Nick Panebianco, a coach, has been running three or four days a week for about 15 years. He attributes his success in marathons and ultramarathons to his less-is-more training approach, which includes a weekly long run, a track workout and a tempo run.
“I’m a firm believer in that frequency,” says Panebianco. “I attribute my ability to run on average four sub-4:00 marathons and one ultra per year to the less-is-more-foundation.”
Do less: All-out sprints
Do more: Intermittent intervals
A common tendency is to go all-out on the track, in hopes of building speed. What you really might be doing is setting up yourself for an injury.
“It’s very common for older runners to tear a muscle when they jump into speed work,” said Gabriel Lombriser of Runningcoach.me.

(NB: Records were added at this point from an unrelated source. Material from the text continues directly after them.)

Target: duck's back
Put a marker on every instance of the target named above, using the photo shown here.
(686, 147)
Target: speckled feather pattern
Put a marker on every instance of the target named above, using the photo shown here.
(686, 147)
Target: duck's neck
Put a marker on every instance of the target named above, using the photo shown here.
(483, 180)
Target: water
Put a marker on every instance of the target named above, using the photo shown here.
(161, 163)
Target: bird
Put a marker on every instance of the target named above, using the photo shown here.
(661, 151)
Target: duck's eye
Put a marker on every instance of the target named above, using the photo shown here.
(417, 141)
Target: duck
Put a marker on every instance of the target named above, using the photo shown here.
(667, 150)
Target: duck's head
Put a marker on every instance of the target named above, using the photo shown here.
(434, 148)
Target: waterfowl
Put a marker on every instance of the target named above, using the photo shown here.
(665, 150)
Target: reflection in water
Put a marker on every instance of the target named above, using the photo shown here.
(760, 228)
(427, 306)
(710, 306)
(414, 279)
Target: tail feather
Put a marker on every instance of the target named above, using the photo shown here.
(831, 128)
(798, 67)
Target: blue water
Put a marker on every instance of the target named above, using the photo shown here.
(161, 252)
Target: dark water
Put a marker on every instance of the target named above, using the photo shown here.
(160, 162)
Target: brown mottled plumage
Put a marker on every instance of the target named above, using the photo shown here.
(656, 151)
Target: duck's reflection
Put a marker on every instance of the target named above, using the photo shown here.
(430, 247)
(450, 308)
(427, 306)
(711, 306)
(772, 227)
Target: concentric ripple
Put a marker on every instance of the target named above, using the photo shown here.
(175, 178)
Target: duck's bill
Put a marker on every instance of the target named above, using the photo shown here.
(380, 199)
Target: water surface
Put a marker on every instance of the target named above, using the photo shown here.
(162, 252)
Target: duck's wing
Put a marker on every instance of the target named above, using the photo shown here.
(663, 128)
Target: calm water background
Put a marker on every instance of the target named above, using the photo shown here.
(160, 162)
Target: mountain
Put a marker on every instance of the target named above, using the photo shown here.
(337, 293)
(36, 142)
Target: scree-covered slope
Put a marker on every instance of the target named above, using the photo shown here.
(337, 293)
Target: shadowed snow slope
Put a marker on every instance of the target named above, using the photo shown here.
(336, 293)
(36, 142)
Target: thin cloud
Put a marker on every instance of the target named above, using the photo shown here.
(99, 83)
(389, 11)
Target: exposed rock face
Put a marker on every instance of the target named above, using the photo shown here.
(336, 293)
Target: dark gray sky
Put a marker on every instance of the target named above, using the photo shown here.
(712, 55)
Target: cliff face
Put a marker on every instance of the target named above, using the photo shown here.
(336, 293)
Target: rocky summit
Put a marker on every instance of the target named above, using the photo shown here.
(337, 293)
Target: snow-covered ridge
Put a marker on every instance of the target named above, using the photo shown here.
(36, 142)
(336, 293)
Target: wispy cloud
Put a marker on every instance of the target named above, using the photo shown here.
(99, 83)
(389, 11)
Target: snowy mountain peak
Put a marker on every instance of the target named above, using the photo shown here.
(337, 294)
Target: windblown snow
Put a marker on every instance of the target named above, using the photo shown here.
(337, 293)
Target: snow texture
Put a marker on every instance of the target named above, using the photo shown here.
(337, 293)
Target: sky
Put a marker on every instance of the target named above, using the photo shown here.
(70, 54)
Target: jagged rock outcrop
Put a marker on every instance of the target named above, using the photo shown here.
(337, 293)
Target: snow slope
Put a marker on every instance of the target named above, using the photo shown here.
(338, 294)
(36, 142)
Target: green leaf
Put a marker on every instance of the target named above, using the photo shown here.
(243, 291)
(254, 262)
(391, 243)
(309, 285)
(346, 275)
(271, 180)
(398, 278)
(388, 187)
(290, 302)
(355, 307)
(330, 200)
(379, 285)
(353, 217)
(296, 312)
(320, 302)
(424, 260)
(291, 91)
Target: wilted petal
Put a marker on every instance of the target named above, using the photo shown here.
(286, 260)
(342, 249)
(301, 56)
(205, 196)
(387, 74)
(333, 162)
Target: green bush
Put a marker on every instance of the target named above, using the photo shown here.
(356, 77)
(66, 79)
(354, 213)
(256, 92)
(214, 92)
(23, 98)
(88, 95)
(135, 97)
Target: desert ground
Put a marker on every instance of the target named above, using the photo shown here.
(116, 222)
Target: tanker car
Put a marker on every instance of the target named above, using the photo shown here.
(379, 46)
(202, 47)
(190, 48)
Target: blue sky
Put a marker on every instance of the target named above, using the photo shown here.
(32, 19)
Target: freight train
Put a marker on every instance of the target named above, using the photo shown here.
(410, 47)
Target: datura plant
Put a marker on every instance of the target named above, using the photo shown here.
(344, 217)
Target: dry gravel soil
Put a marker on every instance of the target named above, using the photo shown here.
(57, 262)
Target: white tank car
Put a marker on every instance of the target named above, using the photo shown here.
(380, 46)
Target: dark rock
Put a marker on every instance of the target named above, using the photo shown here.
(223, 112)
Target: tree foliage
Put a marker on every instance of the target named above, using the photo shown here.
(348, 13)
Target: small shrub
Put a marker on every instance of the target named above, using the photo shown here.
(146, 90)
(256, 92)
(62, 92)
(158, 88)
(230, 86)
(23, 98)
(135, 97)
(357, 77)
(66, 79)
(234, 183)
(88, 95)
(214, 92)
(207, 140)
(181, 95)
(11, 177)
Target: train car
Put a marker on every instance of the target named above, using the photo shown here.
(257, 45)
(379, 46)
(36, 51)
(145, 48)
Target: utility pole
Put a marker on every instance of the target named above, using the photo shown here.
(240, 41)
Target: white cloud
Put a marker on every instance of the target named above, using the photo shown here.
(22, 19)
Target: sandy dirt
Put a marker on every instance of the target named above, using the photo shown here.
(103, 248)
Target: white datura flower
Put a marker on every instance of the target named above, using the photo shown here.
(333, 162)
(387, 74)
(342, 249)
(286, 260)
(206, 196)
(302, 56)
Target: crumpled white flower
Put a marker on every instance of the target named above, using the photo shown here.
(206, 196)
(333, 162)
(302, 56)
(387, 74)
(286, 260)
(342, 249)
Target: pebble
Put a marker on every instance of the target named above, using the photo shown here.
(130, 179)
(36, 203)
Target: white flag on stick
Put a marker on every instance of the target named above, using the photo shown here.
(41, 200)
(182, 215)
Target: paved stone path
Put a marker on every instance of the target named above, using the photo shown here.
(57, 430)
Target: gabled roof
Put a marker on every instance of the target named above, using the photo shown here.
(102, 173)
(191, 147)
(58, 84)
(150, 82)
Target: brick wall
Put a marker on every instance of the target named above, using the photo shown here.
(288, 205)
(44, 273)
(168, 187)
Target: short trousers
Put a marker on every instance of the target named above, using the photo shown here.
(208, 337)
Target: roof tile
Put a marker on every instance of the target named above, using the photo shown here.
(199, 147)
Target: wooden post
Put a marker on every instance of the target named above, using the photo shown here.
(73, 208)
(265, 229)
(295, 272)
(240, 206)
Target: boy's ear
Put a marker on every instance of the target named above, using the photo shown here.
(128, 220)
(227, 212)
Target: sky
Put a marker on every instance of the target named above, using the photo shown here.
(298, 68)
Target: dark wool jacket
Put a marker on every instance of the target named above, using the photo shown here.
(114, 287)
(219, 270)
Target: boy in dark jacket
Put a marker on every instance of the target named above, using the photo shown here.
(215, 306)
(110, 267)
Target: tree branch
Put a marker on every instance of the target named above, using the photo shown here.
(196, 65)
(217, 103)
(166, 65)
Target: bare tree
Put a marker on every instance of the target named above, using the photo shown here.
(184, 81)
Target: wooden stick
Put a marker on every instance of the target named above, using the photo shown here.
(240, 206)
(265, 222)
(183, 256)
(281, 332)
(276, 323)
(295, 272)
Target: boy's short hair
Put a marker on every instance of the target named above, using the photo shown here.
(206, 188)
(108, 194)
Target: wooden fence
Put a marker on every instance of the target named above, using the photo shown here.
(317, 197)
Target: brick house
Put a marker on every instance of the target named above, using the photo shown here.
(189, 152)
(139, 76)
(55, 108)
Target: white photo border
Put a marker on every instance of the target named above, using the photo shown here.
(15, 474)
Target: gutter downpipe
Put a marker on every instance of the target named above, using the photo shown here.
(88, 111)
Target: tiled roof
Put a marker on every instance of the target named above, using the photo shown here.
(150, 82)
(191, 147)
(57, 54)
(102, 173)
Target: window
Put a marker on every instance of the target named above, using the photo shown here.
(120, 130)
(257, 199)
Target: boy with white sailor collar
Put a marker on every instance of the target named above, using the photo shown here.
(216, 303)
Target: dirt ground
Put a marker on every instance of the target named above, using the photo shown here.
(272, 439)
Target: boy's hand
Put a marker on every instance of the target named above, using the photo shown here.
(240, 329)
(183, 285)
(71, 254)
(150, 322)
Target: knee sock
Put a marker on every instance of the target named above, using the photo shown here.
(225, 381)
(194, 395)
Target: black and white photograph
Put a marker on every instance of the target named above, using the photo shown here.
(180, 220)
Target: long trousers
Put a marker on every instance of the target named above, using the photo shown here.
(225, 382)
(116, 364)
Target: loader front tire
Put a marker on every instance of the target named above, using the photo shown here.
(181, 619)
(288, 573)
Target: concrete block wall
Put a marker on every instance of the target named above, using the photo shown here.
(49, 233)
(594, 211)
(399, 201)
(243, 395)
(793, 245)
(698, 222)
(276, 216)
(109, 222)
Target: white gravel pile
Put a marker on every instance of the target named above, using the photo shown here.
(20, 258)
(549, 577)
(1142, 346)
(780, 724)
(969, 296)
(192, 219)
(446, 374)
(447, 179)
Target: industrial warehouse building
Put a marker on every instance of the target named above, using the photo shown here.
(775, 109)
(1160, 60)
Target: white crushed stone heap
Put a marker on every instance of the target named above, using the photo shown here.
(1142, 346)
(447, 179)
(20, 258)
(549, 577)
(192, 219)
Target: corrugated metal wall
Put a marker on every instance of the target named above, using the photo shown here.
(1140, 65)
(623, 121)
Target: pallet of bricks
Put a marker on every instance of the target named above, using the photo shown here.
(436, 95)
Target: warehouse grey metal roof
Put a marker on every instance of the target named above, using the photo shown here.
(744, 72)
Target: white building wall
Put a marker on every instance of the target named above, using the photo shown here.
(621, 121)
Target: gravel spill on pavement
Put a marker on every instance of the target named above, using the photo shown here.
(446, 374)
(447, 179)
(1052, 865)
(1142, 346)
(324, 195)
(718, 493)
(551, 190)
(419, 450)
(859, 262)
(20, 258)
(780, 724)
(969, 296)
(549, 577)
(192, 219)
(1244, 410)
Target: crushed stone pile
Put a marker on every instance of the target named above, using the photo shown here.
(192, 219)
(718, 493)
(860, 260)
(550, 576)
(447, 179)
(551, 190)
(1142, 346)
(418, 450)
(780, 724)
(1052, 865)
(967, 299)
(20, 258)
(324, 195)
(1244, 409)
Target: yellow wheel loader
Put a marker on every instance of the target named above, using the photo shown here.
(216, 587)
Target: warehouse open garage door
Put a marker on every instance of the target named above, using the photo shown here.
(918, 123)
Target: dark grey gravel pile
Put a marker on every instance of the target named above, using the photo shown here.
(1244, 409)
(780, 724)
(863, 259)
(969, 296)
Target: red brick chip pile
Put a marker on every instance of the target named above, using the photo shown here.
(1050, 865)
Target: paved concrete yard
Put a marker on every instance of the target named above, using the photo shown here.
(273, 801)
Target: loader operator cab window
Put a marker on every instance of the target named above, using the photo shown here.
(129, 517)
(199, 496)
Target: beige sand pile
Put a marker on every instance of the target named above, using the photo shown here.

Instead of workouts such as 8 x 400 metres at the top speed you can muster for each interval, try breaking it up like this: Do 200 metres at slightly faster than 5K pace, followed by a 100-metre jog. Repeat that eight times. Do that sequence—8 x 200 metres fast/100 metres slow—a second time; eventually, try building up to a third. Jog for three to five minutes between sets.
“What’s important is that the 200 metres aren’t all-out,” said Lombriser. “The goal is to keep a challenging, but even pace, without putting undue strain on your body.”
Do less: Frequent racing
Do more: Selective racing
Some older runners continue to jump into the local 5K every weekend. “This is my speed work” is often cited as the reason. Bernhardt disagrees with this approach.
“When you use races as training, you lose control,” she said. “Other factors—the other people racing, the course, the event—dictate your day, and you often don’t end up doing the workout you would have if it wasn’t a race.”
Instead, she recommends identifying a few key events, and then choosing tune-up races as part of the build-up to those events. “I think you’re much better off doing that than simply racing a lot,” she said. “Being more strategic about your races generally leads to better results.”
Do less: Whining about diminished speed
Do more: Thinking about how to be the best current you
“We will all lose speed, that’s a fact,” Bernhardt said. “Some will lose more than others. Being strategic about your training will help keep you as fast as possible and keep you enjoying the sport for years to come.”